= Churchill's Secret =

2016 British drama television film

Churchill's Secret is a British drama television film first broadcast on ITV1 on 28 February 2016. The screenplay was written by Stewart Harcourt based on the book The Churchill Secret: KBO by Jonathan Smith. It stars Michael Gambon as Winston Churchill and Romola Garai as Millie Appleyard, his nurse. Production was supported by PBS, which screened the film as part of its Masterpiece anthology.

==Plot==
In summer 1953, some eighteen months after Churchill has become Prime Minister of the United Kingdom for a second time, he suffers a serious stroke. Although his illness is kept as secret as possible, when it is unclear whether he will recover, his political friends and foes begin to plot who will be his successor.
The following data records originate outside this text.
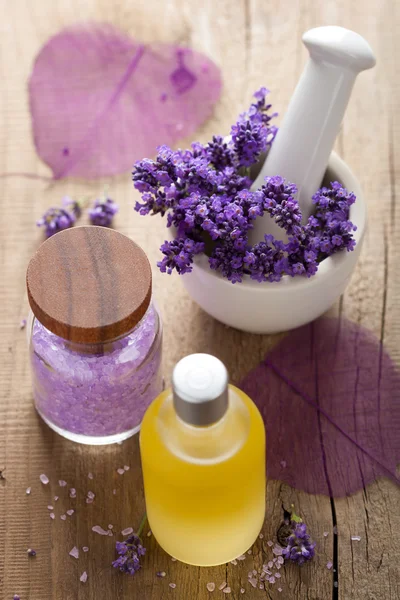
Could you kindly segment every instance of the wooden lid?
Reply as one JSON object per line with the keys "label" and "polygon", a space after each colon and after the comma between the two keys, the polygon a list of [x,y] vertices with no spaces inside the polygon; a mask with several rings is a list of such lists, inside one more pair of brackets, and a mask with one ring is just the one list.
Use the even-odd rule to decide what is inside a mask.
{"label": "wooden lid", "polygon": [[73,227],[38,249],[26,275],[34,315],[72,342],[109,341],[130,331],[151,299],[143,250],[106,227]]}

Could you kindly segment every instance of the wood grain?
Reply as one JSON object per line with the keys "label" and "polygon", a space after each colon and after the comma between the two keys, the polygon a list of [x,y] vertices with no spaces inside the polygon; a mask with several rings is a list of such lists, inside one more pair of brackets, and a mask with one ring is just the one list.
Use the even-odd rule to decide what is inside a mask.
{"label": "wood grain", "polygon": [[[374,70],[357,80],[337,150],[360,179],[369,208],[369,230],[361,258],[344,297],[331,314],[363,324],[380,337],[400,363],[399,227],[396,183],[400,170],[399,4],[391,0],[1,0],[0,173],[48,175],[31,138],[26,81],[33,58],[46,39],[80,20],[108,21],[147,41],[181,42],[211,55],[221,66],[225,90],[214,116],[198,132],[205,141],[211,133],[228,131],[251,93],[261,85],[271,88],[274,108],[284,113],[306,59],[301,34],[324,24],[338,24],[364,35],[377,54]],[[186,140],[182,142],[190,142]],[[50,432],[36,416],[31,399],[25,333],[19,321],[27,313],[25,270],[38,247],[34,223],[63,195],[98,195],[108,183],[121,210],[116,228],[132,237],[152,264],[164,239],[161,219],[141,219],[132,206],[137,198],[129,174],[99,182],[76,180],[48,184],[21,177],[2,178],[1,340],[0,346],[0,598],[19,593],[22,600],[206,600],[206,583],[227,581],[228,598],[284,598],[285,600],[396,600],[400,598],[397,535],[400,530],[400,493],[380,479],[349,498],[310,496],[277,481],[269,481],[264,539],[243,563],[196,569],[172,562],[146,538],[148,554],[143,570],[133,579],[110,569],[114,540],[91,531],[113,524],[116,531],[135,527],[144,510],[137,439],[100,451],[69,443]],[[82,220],[82,224],[85,219]],[[186,295],[176,277],[154,272],[154,293],[165,323],[164,371],[188,352],[213,352],[224,360],[235,381],[264,356],[280,336],[253,336],[213,321]],[[167,377],[168,379],[168,377]],[[273,452],[274,449],[269,449]],[[118,475],[127,464],[130,470]],[[88,479],[88,473],[94,479]],[[46,473],[50,484],[39,482]],[[58,479],[77,489],[68,497]],[[238,485],[245,485],[238,482]],[[26,496],[25,489],[32,493]],[[116,494],[113,494],[113,489]],[[85,503],[88,490],[96,493]],[[54,502],[54,496],[60,499]],[[51,521],[47,505],[54,504]],[[282,570],[283,591],[271,586],[254,590],[247,572],[262,564],[283,507],[295,504],[304,515],[317,543],[316,559],[302,569]],[[69,507],[76,509],[66,522]],[[339,535],[333,535],[337,526]],[[324,537],[323,532],[329,532]],[[359,535],[360,542],[351,542]],[[336,542],[335,542],[336,540]],[[88,545],[79,561],[68,556],[77,545]],[[28,561],[26,549],[37,549]],[[336,572],[326,563],[333,560]],[[88,572],[86,584],[79,582]],[[165,570],[165,578],[156,571]],[[168,586],[175,582],[176,589]],[[335,586],[334,584],[337,584]],[[246,592],[239,593],[243,586]]]}

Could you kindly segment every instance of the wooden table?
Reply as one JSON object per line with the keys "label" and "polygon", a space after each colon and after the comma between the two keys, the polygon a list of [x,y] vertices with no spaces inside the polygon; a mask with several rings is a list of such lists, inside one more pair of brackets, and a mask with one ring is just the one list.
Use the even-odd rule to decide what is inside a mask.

His wife takes him to their country home, where he is nursed back to health by Nurse Millie Appleyard.

==Cast==

- Winston Churchill - Michael Gambon
- Clementine Churchill - Lindsay Duncan
- Millie Appleyard - Romola Garai
- Charles Wilson, 1st Baron Moran - Bill Paterson
- Diana Churchill - Tara Fitzgerald
- Sarah Churchill - Rachael Stirling
- Jock Colville - Patrick Kennedy
- Christopher Soames - Christian McKay
- Rab Butler - Chris Larkin
- Mary Soames - Daisy Lewis
- Max Aitken, 1st Baron Beaverbrook - Matthew Marsh
- William Berry, 1st Viscount Camrose - John Standing
- Brendan Bracken - James Wilby
- Anthony Eden - Alex Jennings
- Randolph Churchill - Matthew Macfadyen
- Rosie Hopper - Matilda Sturridge
- Alcide De Gasperi - Peter Brown
- Sgt Murray - Ian Mercer

==Production==
Gambon's casting was announced in May 2015. In June, it was announced that the actress Romola Garai had taken the role of Millie Appleyard.

Filming took place at West London Film Studios for various interior shots.